Part 1: The elements of an experiment

Experimental design allows us to test hypotheses, stated as relationships between two or more variables.

Variables

A proper experimental design allows us to measure the change in a set of variables that we are interested in (the dependent/effect/response/outcome variable(s), DV) as a function of changes in a different set of variables that we manipulate (the independent/causal/explanatory/predictor variable(s) IV).

We may also identify a set of control variables to be held constant (typically, variables we are not interested in), in order to be sure that the observed changes in the DV are really due to our manipulations.

A variable that cannot be/is not controlled for but is suspected to influence the IV is usually referred to as a confounding variable.

Latent variables are variables we are interested in but can not directly measure, and thus represent via a proxy (e.g., BOLD response vs. brain activity).

Example HP: Humans are more accurate and faster in discriminating near-to vertical lines, compared to near-to horizontal lines. Design: Testing participants’ ability in discriminating the orientation of two bars, one fixed bar A and one varying bar B (DV: accuracy and response times), manipulating the distance between the 2 bars within blocks and the orientation of the fixed bar between blocks (IV: orientation difference between stimulus A and B, orientation of stimulus A in degrees). The temperature in the room or other environmental distractions might also affect performance but we want to keep those as constant as possible within/across blocks or experimental sessions. If the experimenter would systematically tap on the floor as a function of the difficulty of a task, that would be a confound.

Types of IV

When we manipulate the IV, we alter the values or levels that it takes (e.g., varying difficulty by setting the orientation difference to either 10, 20, oe 30 degrees). Where our experiment has a single IV, the different values or levels of this variable are the conditions of our experiment.

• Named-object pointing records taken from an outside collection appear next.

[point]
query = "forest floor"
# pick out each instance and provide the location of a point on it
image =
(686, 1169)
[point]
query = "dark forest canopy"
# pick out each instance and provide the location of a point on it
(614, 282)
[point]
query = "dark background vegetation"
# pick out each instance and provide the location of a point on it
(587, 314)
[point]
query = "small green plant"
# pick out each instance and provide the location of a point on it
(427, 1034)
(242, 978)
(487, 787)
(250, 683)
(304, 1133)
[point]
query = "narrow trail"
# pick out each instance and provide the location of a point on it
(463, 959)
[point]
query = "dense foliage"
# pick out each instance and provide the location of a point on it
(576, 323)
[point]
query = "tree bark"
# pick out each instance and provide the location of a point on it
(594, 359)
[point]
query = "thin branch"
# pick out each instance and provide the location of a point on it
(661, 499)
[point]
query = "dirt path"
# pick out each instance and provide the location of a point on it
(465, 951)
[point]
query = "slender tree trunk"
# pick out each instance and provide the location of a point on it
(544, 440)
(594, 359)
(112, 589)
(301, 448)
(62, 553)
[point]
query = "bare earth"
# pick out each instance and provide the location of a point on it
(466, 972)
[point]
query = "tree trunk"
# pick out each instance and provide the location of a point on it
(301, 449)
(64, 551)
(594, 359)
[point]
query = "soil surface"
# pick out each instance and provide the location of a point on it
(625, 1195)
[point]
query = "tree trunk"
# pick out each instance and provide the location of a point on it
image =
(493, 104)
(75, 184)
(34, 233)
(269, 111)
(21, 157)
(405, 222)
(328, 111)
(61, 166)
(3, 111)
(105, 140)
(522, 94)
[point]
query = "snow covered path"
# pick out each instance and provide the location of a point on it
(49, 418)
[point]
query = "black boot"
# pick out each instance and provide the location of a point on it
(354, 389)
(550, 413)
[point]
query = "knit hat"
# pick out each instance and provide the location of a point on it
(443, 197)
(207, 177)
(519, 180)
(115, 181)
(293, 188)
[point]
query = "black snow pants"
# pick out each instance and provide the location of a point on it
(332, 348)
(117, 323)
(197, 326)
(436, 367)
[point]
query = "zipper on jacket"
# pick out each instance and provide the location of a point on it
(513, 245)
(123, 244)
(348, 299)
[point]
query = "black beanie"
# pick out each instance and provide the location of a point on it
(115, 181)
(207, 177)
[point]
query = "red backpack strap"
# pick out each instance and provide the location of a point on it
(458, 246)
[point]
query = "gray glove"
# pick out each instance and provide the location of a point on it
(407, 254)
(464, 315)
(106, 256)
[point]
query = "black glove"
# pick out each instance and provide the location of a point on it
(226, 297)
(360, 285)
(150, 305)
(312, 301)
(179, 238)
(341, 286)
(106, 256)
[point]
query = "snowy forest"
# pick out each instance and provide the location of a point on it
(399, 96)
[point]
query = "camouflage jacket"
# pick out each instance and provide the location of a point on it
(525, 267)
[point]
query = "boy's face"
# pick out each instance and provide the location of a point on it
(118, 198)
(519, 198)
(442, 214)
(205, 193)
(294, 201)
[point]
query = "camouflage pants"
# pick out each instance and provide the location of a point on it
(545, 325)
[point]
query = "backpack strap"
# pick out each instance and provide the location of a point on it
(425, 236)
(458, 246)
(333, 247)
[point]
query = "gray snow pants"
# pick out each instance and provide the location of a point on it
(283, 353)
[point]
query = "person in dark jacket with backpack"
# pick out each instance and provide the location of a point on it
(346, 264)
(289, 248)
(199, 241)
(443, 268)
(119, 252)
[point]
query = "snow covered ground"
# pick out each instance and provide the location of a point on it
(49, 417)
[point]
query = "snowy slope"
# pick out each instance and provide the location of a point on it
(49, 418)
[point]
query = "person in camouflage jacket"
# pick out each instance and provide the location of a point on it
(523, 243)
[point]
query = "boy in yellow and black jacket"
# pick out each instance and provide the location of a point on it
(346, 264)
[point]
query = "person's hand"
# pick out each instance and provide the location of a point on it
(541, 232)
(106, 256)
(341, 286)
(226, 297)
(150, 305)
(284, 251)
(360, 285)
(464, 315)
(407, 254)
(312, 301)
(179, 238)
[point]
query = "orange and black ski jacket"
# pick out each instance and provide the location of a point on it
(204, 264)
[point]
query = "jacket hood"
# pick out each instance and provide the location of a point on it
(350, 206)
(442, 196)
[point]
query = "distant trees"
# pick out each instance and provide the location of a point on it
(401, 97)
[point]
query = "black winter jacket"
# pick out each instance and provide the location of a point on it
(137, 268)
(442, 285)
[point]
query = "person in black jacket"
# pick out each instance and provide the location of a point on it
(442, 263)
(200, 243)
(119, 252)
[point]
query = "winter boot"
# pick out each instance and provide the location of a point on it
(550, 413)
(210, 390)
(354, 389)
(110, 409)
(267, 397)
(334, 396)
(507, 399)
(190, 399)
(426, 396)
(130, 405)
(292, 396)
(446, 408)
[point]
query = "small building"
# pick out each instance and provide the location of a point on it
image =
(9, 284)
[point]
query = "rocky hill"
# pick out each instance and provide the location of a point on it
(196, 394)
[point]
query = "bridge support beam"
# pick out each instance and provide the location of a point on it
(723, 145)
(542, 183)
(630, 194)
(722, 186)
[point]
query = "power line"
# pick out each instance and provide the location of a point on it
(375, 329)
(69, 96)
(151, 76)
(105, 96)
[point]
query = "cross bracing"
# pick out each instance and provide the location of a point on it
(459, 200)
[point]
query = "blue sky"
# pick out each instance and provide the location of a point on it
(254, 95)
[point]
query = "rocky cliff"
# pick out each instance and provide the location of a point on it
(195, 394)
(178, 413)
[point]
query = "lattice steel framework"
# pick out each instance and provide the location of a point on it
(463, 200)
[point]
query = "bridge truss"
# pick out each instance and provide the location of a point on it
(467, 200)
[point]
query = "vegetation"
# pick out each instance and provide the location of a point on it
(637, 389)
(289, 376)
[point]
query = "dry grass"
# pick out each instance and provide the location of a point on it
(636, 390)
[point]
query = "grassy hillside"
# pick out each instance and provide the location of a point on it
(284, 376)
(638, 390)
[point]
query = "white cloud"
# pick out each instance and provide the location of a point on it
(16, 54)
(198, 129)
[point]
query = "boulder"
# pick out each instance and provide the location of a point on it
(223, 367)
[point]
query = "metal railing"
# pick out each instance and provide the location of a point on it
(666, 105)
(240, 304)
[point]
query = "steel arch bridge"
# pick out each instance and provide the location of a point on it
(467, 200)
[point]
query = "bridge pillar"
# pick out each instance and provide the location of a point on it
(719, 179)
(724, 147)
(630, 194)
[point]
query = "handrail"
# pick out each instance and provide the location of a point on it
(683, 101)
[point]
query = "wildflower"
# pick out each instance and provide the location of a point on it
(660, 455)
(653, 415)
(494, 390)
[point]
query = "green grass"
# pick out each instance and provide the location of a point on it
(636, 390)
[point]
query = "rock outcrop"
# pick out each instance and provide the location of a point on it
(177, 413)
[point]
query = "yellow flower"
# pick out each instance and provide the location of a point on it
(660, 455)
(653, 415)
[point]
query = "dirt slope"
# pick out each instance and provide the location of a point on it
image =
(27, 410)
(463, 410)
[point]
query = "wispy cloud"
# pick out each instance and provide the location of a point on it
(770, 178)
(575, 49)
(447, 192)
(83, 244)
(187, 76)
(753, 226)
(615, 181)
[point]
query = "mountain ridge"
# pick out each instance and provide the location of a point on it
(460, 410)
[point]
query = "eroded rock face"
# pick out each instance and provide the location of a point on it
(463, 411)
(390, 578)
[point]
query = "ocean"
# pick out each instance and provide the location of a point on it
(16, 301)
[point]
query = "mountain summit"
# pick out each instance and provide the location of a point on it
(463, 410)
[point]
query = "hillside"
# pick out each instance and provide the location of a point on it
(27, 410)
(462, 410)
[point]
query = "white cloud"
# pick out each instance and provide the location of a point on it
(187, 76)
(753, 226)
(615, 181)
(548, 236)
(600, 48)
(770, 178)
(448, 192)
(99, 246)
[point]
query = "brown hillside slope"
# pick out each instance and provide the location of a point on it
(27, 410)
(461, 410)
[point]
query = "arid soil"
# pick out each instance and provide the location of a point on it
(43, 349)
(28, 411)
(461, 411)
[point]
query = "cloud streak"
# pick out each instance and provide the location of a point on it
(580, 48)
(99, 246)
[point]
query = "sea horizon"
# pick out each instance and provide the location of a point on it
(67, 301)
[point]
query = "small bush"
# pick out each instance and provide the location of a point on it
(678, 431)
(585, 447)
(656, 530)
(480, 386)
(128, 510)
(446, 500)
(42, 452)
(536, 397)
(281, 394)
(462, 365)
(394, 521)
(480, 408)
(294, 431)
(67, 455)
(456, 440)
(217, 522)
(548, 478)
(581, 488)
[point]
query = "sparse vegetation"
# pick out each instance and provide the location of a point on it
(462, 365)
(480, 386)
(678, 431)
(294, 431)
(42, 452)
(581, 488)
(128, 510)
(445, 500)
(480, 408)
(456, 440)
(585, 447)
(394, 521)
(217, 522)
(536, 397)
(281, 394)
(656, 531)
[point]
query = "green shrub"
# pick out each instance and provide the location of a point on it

In the simplest case, we have 2 conditions, where we manipulate the presence and absence of a certain IV (e.g., administering cheese before sleeping) and test the difference between the DV across these 2 conditions (e.g., measuring the quantity of nighmeares). Such conditions can be referred to as experimental and control condition.

One fundamental factor that we have to decide upon, even after we have determined the precise question we wish to examine, chosen our IV and DV, and set the levels on the IV, is how we will distribute the participants across the different conditions:

  • we could have different groups of people performing in the different conditions. The scores on our DV would therefore be from different samples and be unrelated to each other. Our IV would thus be an unrelated samples IV (between subject design)
  • we could have the same group of participants performing in the two conditions. The scores on our DV would therefore be from the same sample and would be related to each other. Our IV would thus be a related samples IV (within subject design).

In order to consider how you might choose between these types of IV, you should evaluate which type will ensure that there will be no confounds. One source of confounding can be our particular sample of participants. In the cheese example, by assignign one group to the cheese condition and one to the control condition, you want to make sure that one group also does not have better/worse sleep or other individual differences that might influence the DV. If you were to assign both condition to each participants, you want to be sure to not have any order effect (improvement or deterioration due to practice, but also anchoring, carry-over effects, interference, etc.).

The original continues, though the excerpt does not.